È uno sgretolamento tumultuoso. Il Movimento 5S è precipitato in poco più di un anno. Nelle elezioni politiche all’inizio del 2018 ottenne il 32% dei voti, nelle europee del 2019 sprofondò al 17%, la stessa percentuale degli ultimi sondaggi. Cinquestelle cadenti.
Non è andata meglio nei cinque voti regionali di quest’anno: in Abruzzo, Sardegna, Basilicata, Piemonte e Umbria ha trionfato il centro-destra a guida leghista conquistando sempre il governatore. Il Movimento 5S è comunque andato male sia quando si è presentato alle urne da solo sia quando ha scelto l’alleanza con il Pd. Anzi in Umbria, l’ultima regione nella quale si è votato e correva assieme al centro-sinistra, c’è stata una scioccante disfatta: appena il 7% dei voti. Il trauma è stato pesantissimo, così è arrivato il no ad una replica dell’alleanza con Zingaretti nelle elezioni regionali di gennaio in Emilia Romagna e in Calabria.
C’è una emorragia continua di consensi e anche di parlamentari. Dal 2018 diversi deputati e senatori, in rotta di collisione con Luigi Di Maio, o hanno detto addio o sono stati espulsi dal M5S. A molti non è piaciuto il governo Conte uno con la Lega, altri hanno contestato il successivo Conte due con il centro-sinistra a guida Pd.

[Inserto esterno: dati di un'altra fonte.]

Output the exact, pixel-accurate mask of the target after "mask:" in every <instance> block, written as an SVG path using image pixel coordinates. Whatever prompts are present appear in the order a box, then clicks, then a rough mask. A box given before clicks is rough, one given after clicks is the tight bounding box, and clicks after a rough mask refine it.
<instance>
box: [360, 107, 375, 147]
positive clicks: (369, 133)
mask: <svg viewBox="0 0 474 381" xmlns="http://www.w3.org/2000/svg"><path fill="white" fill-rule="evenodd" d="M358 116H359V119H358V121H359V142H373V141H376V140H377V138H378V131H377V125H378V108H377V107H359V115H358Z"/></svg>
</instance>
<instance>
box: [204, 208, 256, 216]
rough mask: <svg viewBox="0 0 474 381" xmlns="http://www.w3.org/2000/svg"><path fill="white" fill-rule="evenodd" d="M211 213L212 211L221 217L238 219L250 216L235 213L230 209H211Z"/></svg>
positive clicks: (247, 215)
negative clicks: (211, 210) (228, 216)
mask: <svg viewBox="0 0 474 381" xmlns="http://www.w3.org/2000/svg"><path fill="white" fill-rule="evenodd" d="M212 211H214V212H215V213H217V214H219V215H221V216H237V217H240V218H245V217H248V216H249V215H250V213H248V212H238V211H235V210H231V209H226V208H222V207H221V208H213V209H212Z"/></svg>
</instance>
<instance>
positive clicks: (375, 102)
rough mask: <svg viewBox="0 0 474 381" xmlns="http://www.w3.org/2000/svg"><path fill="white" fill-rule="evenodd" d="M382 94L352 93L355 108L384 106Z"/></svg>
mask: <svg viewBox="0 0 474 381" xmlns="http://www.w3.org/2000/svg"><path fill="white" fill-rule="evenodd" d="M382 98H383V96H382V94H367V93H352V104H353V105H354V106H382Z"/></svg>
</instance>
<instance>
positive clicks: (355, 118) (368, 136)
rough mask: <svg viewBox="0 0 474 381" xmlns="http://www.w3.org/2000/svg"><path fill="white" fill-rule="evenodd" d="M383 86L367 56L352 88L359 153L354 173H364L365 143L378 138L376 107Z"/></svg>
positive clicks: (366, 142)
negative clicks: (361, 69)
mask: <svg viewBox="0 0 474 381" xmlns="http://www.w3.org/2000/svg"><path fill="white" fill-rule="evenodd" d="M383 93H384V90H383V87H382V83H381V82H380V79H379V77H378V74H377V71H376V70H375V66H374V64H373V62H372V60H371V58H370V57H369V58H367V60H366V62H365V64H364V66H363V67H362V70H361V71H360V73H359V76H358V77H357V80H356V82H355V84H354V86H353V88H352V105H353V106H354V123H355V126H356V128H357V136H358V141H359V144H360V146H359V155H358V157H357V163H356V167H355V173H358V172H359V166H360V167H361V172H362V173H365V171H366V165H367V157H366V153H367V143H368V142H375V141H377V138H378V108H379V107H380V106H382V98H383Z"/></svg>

I contrasti nel governo giallo-rosso sono forti con Nicola Zingaretti, Matteo Renzi e Roberto Speranza. In economia, sulla giustizia, sull’ambiente diventano esplosivi così Giuseppe Conte, pure bravissimo a mediare, rinvia i problemi al 2020, all’anno nuovo. La verifica di governo fissata a gennaio con Di Maio, Zingaretti, Renzi e Speranza non lo preoccupa. Non vuole sentire parlare di crisi e di elezioni politiche anticipate, ventilate dal segretario del Pd (e fortemente reclamate da Salvini) se l’esecutivo dovesse restare paralizzato dai contrasti. Anzi, il presidente del Consiglio scommette sul rilancio. In una intervista al Corriere della Sera ha annunciato un imponente programma di «riforme strutturali» da lanciare nella verifica di gennaio sulla base dell’«Agenda 2023».
È un ottimismo della volontà. A dicembre tre senatori pentastellati (Grassi, Urraro e Lucidi) hanno abbandonato il Movimento 5S e sono passati con la Lega. E per il governo è scattato l’allarme perché al Senato la maggioranza su cui contare si è fatta stretta. Se dovessero uscire altri senatori sarebbero guai per il Conte due. Non solo. È infuocata anche la situazione alla Camera. Qui, secondo molti giornali, ci sarebbero una ventina di deputati grillini sul piede di partenza.
Salvini gongola per i nuovi acquisti. Il segretario del Carroccio punta su altre adesioni: «Le porte della Lega sono aperte a tutti gli eletti e agli elettori a 5 Stelle che mantengono coerenza, onore e dignità». La sconfitta è bruciante per Di Maio. Il capo politico grillino e ministro degli Esteri ha imprecato contro «il mercato delle vacche aperto da Salvini». Ha parlato di tradimento, sollecitando «chi se ne vuole andare» a dimettersi da parlamentare per tornare a casa.
I pentastellati da tempo perdono voti e parlamentari verso destra, verso il Carroccio di Salvini, non più Lega nord ma nazionale. Molti elettori populisti grillini sono passati da tempo alla Lega o all’astensione. Qualcuno è pure tornato a sinistra, verso il Pd. Zingaretti, con cautela, cerca di intercettare i consensi in uscita verso sinistra: una parte dei cinquestelle «è convinta di un rapporto leale e duraturo con la sinistra. A partire, mi sembra, da Grillo». Il movimento delle “sardine” potrebbe aiutare l’operazione.
Beppe Grillo e Di Maio un tempo dicevano che i cinquestelle non erano «né di destra né di sinistra». Ma poi lo stesso Grillo, dopo la sfiducia annunciata da Salvini ad agosto al governo giallo-verde, sollecitò un riluttante Movimento 5S a formare il Conte due con il Pd, il vecchio nemico di sempre, per cambiare l’Italia. Il presidente del Consiglio in perfetta sintonia ha recentemente annunciato: il suo cuore «batte più a sinistra».
Ma c’è una bella differenza tra la Lega e il Pd: Salvini dal 17% delle elezioni politiche è balzato al 34% delle europee e ora staziona al 31% nei sondaggi; Zingaretti è passato dal 18% delle politiche al 22% delle europee ma nelle rilevazioni dei consensi è ridisceso al 18%.